BOMP ISSUE #18 (March 1978)

 Greg Shaw did a lot to Power Pop to be more popular (as pop music meaned it in the 60's with The Fab Four).
Bomp magazine was started in 1970 by Greg Shaw, who had previously edited and published Mojo-Navigator Rock & Roll News, one of the earliest rock fanzines. Originally called "Who Put the Bomp", the new zine was to be different; not a news sheet at all, but a place where serious fans and professional critics could talk openly about music, its culture, and the rock press. The first issues were slim, hand- printed, and of very limited circulation. Issue #16 (early '77) was a transitional one, until this famous #18 with the classic "Power Pop!" front page.

Info
Format PDF - Acrobat Reader 5.0 and others
bookmarks added - direct access to features
complete issue: 72 pages !!! (vintage advertisements included)
size: 28mb

You still can listen to vintage Bomp compilations posted here on PPC
Waves Vol 1 (1979)
Waves Vol 2 (1980)
Vampire From Outer Space (1979)

 

6 comments:

Anonymous said...

it's hard to explain how influential this issue was to guys like me in 1978 when it came out....i remember reading it back to front, hundreds of times, learning about all this great music that, sadly, in suburban Philadelphia, was all but impossible to find...between this, and buying "Raspberries Best" in teh summer of 1976, THIS was the start of it all for me.....AWESOME post!!! jim horan

KingSizeMong said...

It's kind of freaky how much the dude on the cover looks like ex UK Prime Minister Tony Blair, making a sex face. Shudder.

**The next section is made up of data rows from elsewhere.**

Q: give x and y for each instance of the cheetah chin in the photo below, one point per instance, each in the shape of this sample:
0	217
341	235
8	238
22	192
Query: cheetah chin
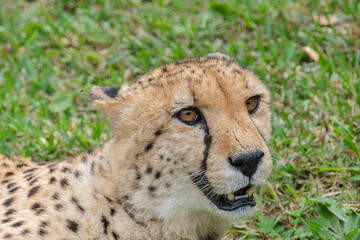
189	147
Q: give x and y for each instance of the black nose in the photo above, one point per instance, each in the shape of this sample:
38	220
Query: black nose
247	162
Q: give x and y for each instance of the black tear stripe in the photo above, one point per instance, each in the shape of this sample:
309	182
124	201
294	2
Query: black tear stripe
259	131
200	180
112	91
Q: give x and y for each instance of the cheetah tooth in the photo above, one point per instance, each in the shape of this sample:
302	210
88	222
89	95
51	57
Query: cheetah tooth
231	196
250	191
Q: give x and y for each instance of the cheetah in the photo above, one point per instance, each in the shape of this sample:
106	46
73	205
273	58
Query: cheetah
189	147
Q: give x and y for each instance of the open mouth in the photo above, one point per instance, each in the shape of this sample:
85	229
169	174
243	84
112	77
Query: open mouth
227	202
232	201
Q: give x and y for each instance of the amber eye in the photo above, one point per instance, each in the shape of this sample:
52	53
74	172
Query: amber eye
189	116
252	104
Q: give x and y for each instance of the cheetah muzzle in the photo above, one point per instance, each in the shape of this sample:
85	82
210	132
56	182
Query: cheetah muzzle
189	147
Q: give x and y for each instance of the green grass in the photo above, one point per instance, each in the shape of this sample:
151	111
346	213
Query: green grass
51	50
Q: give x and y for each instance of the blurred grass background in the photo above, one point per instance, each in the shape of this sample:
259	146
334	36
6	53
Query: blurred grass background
51	50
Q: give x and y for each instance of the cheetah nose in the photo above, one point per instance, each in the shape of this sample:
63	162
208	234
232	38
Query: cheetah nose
247	162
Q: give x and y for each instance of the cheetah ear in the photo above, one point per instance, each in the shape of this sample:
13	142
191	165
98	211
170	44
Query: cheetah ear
105	98
218	55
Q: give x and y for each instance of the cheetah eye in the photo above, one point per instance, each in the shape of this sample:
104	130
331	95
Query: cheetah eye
252	104
189	116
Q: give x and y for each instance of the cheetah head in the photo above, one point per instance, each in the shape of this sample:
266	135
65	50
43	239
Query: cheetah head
192	136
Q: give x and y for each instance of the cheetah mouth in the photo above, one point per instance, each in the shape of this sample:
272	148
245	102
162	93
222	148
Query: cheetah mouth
227	202
232	201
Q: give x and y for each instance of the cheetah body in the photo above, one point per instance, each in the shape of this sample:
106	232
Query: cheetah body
156	177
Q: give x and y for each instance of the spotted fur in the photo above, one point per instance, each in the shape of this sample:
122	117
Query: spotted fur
150	180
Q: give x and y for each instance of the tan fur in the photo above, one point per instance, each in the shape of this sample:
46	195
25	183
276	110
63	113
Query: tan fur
140	184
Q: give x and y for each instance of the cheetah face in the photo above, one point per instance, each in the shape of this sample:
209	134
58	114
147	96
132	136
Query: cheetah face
205	124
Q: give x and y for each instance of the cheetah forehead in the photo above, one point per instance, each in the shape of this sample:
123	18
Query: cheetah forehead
207	75
180	84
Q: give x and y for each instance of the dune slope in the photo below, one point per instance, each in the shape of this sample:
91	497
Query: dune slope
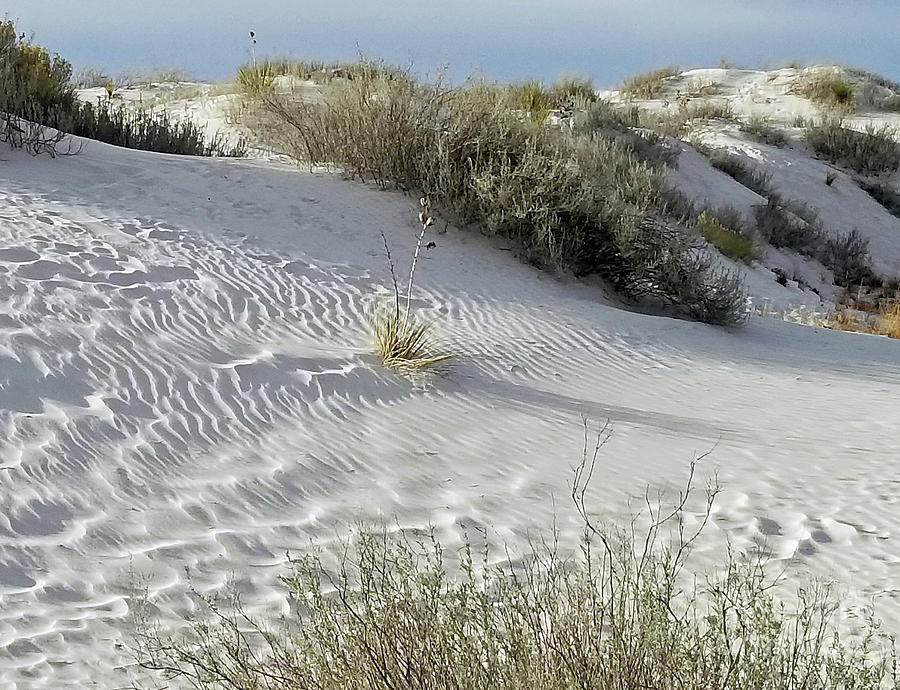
187	393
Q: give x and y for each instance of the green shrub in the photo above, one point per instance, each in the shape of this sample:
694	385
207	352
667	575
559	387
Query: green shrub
626	610
790	224
884	194
648	85
891	103
761	129
142	129
871	152
825	88
575	201
531	98
735	166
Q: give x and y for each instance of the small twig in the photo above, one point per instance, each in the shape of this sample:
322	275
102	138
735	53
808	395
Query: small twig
387	251
426	220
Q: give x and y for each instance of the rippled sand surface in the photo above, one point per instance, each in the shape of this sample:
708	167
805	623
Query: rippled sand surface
187	393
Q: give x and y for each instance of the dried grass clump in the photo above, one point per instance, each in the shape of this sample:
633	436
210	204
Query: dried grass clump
889	320
531	98
257	78
827	88
401	340
38	108
648	85
870	152
395	611
572	200
883	319
727	239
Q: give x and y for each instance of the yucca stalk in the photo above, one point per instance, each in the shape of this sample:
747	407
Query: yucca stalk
400	340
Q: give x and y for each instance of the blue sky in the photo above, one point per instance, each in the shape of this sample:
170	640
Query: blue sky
505	39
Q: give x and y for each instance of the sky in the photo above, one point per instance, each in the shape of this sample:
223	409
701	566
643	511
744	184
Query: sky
502	39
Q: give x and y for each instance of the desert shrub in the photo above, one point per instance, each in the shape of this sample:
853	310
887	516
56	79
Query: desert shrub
623	125
33	85
761	129
255	78
648	85
401	339
145	130
573	92
884	194
891	103
871	152
531	98
322	72
726	237
571	201
398	610
789	224
826	88
737	167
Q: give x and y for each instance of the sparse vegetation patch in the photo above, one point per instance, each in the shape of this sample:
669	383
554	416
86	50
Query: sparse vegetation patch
648	85
573	199
727	239
870	152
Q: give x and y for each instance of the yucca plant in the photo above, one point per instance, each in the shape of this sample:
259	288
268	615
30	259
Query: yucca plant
401	340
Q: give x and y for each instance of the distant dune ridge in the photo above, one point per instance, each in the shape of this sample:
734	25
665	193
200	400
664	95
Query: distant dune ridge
188	388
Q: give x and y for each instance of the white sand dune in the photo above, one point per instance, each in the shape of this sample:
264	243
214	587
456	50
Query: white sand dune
187	392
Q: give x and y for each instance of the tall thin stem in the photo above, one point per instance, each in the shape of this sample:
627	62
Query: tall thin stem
387	251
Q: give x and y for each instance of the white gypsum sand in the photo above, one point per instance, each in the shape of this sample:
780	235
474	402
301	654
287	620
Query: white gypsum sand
188	392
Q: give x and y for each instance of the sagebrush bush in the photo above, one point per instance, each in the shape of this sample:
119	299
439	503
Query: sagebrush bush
573	92
399	611
573	200
36	95
741	170
786	223
688	115
531	98
143	129
825	88
871	152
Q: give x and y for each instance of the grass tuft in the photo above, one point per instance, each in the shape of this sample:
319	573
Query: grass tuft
648	85
395	609
582	200
825	88
727	240
401	341
761	129
870	152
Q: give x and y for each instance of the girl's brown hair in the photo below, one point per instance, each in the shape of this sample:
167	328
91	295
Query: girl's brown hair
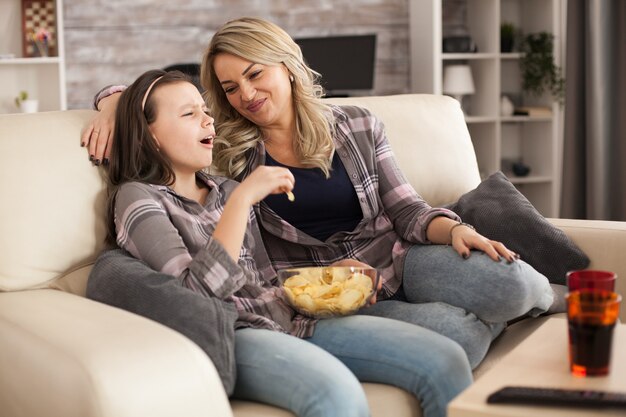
135	155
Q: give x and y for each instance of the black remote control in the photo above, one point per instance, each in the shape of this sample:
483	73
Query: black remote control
558	396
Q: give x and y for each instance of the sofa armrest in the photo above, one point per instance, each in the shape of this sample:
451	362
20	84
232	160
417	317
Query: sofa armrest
604	242
64	355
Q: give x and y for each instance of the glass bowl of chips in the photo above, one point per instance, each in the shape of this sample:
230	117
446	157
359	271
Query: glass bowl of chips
328	291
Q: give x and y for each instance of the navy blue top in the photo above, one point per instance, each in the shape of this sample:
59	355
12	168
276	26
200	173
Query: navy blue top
323	206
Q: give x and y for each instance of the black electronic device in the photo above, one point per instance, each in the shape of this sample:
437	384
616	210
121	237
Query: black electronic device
346	63
458	44
558	397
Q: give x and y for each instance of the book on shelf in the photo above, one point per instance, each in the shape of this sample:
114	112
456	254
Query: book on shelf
533	111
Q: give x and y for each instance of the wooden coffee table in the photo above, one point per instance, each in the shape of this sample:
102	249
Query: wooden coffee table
541	360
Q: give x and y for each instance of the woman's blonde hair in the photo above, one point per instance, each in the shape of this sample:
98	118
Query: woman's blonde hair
260	41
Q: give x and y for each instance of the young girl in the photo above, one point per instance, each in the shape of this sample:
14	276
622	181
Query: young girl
201	229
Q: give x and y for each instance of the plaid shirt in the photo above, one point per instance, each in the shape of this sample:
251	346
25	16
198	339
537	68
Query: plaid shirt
172	234
395	217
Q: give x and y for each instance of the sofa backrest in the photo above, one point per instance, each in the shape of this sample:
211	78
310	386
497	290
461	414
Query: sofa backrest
52	215
430	141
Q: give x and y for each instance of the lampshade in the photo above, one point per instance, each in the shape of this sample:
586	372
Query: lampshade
457	80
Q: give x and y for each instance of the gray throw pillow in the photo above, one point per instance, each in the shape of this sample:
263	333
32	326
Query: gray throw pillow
500	212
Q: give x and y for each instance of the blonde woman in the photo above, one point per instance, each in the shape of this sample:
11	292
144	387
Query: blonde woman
351	201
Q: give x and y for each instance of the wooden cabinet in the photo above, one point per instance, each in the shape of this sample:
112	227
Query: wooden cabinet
42	77
499	140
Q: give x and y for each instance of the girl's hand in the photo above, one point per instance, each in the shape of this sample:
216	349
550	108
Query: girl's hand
359	264
465	238
264	181
98	134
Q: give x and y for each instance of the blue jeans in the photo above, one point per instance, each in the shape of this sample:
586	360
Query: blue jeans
468	300
319	376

Interesting read though. Thanks for sharing.

draftervoi said...

I've got a copy of this issue down in the basement. Shaw's editorial stance was "Now that we've got punk rock out of our system, we can make real music again," which didn't go over all that well with the punk-rock crowd.

Anonymous said...

Wow, thanks! A beautiful piece of history, here.

Shemp

Anonymous said...

VERY COOL! thanks!!

Anonymous said...

I don't understand, why is former British Prime Minister Tony Blair on the front cover? :)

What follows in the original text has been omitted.